Provide LOAD_BALANCER_ARN for an Application Load Balancer or LOAD_BALANCER_NAME for a Classic Load Balancer.


Run properties

PropertyDescriptionTypeDefault
timeoutMaximum time to wait for the probe to complete (for example, 30s, 1m, 5m).String300s
intervalTime between probe executions (for example, 5s, 30s, 1m).String10s
attemptNumber of retry attempts before the probe is marked as failed.Integer1
pollingIntervalTime between retry attempts (for example, 1s, 5s, 10s).String-
initialDelayInitial delay before the probe starts (for example, 0s, 10s, 30s).String-
stopOnFailureStop the experiment if the probe fails.Booleanfalse
verbosityLog verbosity level (info, debug, trace).String-

Troubleshooting

AWS Load Balancer AZ Check probe fails with an authorization error

The credentials available to the chaos infrastructure do not have the required Elastic Load Balancing permissions in the target region. Confirm that the IAM policy attached to the role or IRSA service account includes elasticloadbalancing:DescribeLoadBalancers, and that any policy condition allows the region passed in REGION.

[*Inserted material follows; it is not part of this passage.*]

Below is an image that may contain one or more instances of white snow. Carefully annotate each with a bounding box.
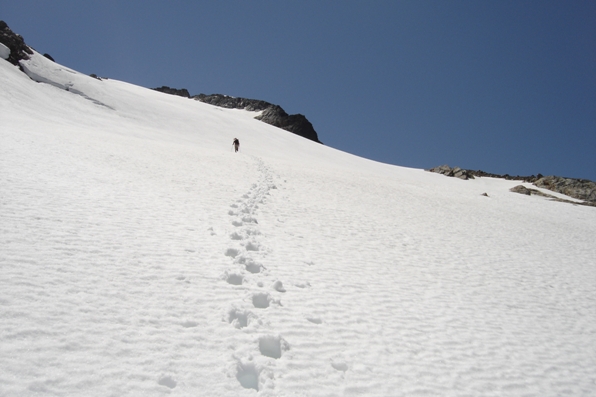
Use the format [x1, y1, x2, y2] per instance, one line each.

AWS Load Balancer AZ Check probe cannot find the load balancer

The load balancer did not resolve in the supplied REGION. For an ALB, confirm that LOAD_BALANCER_ARN is correct and that you did not also set LOAD_BALANCER_NAME. For a CLB, confirm that LOAD_BALANCER_NAME is correct. Verify that REGION matches the load balancer region.

AWS Load Balancer AZ Check probe reports a zone is unavailable

One or more zones listed in ZONES are not enabled on the load balancer, or were removed by the injected fault. Confirm that the values in ZONES exactly match the availability zones attached to the load balancer, and that the experiment is expected to keep those zones enabled at the probe's execution phase.